# WavClassifier

Use the WAV file directly; extract features with a CNN using 1DConv.
State-of-the-art audio classifiers use Mel-Spectograms as described in `./mel_spec_classifier.ipynb`, but do not  preserve phase information

In [None]:
!pip install "ray[tune]"
import torch
from utils import *
import torch.nn as nn
import numpy as np
import torchvision.transforms as transforms
import torch.utils.data as Data
from scipy.io import wavfile
from ray import air
import os
from ray.tune.schedulers import ASHAScheduler

## Mount drive
Mount google drive if running on google colab

In [None]:
from google.colab import drive
drive.mount('/content/drive')

## Constant parameters used in training

Run `setup.sh` to mount Google Drive containing GTZAN

In [None]:
GTZAN_WAV = "/content/drive/MyDrive/GTZAN/Data/genres_original/"

GENRES = {'blues': 0, 'classical': 1, 'country': 2, 'disco': 3,
          'hiphop': 4, 'jazz': 5, 'metal': 6, 'pop': 7, 'reggae': 8,
          'rock': 9}

DEVICE = torch.device("cuda" if torch.cuda.is_available() else "cpu")
print("Using device", DEVICE)

## Training

Create a `Dataset` for the audio files

We split the WAV file into equal halves, for 2 reasons.

1. Deal with Curse of Dimensionality. The expectation is that the two halves are not identical, so this would be a cheap method to increase data-points and reduce overfitting. Naturally we have reduced the dimensionality of our input as well. 15 seconds should be more than enough to figure out the genre!
2. Ray-Tuner was not able to store `WAVDataset` instances by default due to exceeding size constraints. We can override this by setting a larger size constraint, but this hits two birds with one stone.

In [None]:
class WAVDataset(Data.Dataset):
    def __init__(self):
        self.wav = []
        self.labels = []

        # The WAV files were not all the same size. Obtain the minimum size
        # and prune the datapoints accordingly
        max_size = 330000

        # Go through all songs and tag X (tensor of image), Y as genre.
        for genre in os.listdir(GTZAN_WAV):
            for song in os.listdir(os.path.join(GTZAN_WAV, genre)):
                abs_path = os.path.join(GTZAN_WAV, genre, song)

                # Seems like there is a format issue with jazz.00054.wav. Skipping..
                if 'jazz.00054.wav' not in abs_path:
                  _, data = wavfile.read(abs_path)

                  # Split into two WAV files, each covering 15 seconds of music
                  data_1, data_2 = np.array_split(data, 2)
                  data_1 = data_1[:max_size].astype(np.float32)
                  data_2 = data_2[:max_size].astype(np.float32)

                  # Convert wav file to tensor
                  self.wav.append(torch.from_numpy(np.reshape(data_1, (1, max_size))))
                  self.wav.append(torch.from_numpy(np.reshape(data_2, (1, max_size))))

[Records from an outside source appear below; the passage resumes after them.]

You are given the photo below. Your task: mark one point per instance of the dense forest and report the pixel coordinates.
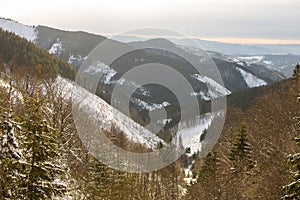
(41, 156)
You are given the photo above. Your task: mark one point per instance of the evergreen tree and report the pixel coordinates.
(292, 190)
(10, 157)
(240, 150)
(45, 169)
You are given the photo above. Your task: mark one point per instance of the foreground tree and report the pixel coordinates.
(292, 190)
(45, 169)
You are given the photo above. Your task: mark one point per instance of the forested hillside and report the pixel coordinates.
(41, 155)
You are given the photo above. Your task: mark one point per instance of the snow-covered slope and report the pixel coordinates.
(250, 79)
(215, 89)
(57, 48)
(106, 115)
(28, 32)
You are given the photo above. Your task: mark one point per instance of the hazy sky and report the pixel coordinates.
(247, 21)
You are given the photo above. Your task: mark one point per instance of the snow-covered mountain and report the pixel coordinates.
(28, 32)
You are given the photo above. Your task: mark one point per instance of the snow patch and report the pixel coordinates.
(191, 136)
(106, 115)
(215, 89)
(78, 58)
(30, 33)
(101, 70)
(57, 48)
(268, 62)
(149, 106)
(251, 80)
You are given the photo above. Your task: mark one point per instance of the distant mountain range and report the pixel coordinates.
(74, 47)
(239, 73)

                  # Convert genre tag to associated digit
                  self.labels.append(GENRES[genre])
                  self.labels.append(GENRES[genre])
    def __len__(self):
        return len(self.wav)

    def __getitem__(self, idx):
        return self.wav[idx], self.labels[idx]

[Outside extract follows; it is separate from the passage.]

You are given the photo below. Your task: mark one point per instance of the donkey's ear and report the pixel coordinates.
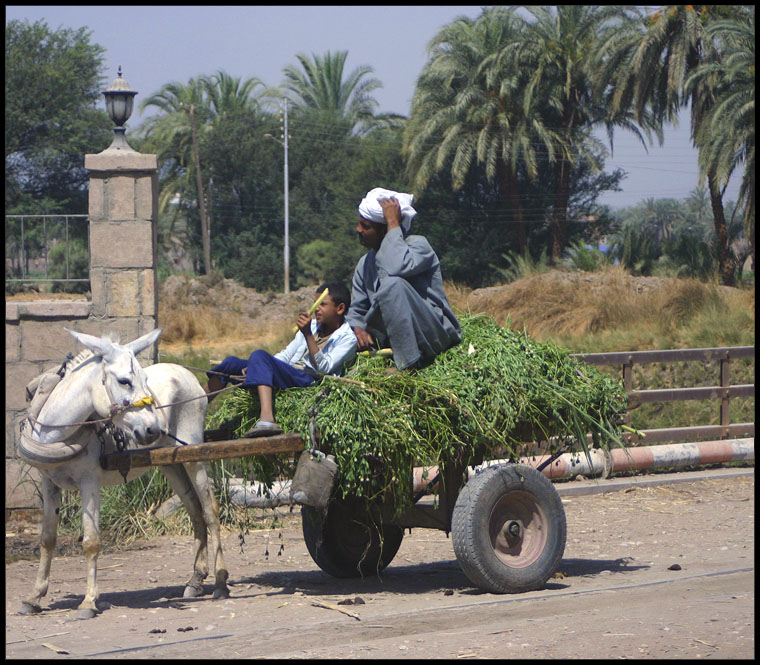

The `WavTrainer` model used is a CNN with 2 convolutional layers and 2 linear layers.

Each `wav` file is 30 seconds long and sampled at 22050 Hz. So, we have datapoints of size: ~661500. As humans. We make an estimation from a human standpoint regarding how long 'musical features' are to differentiate genres. The smallest 'features' seem to be differentiable within a significant fraction of a second.

So, the receptive field of the convolutional layer of the CNN should cover
a significant fraction of a second.

What is a significant fraction of a second? This is on hyperparameter tuning to decide. But the conclusion is that very small kernel sizes (such as 3 in `2DConv`) should not apply here since we wouldn't obtain much about the song features itself through essentially 0.0001 seconds of the song.


In [None]:
class WavTrainer(nn.Module):
  def __init__(self, l1=1000, l2=20):
    super().__init__()

    self.conv_layer_1 = nn.Sequential(nn.Conv1d(1, 8, 3),
                                      nn.ReLU(),
                                      nn.MaxPool1d(kernel_size=10, stride=10)
                                      )

    self.conv_layer_2 = nn.Sequential(nn.Conv1d(8, 16, 3),
                                      nn.ReLU(),
                                      nn.MaxPool1d(kernel_size=10, stride=10)
                                      )

    self.flatten_layer = nn.Flatten()

    self.linear_layer_1 = nn.Sequential(nn.Linear(52784, l1),
                                        nn.ReLU())

    self.linear_layer_2 = nn.Sequential(nn.Linear(l1, l2),
                                        nn.ReLU())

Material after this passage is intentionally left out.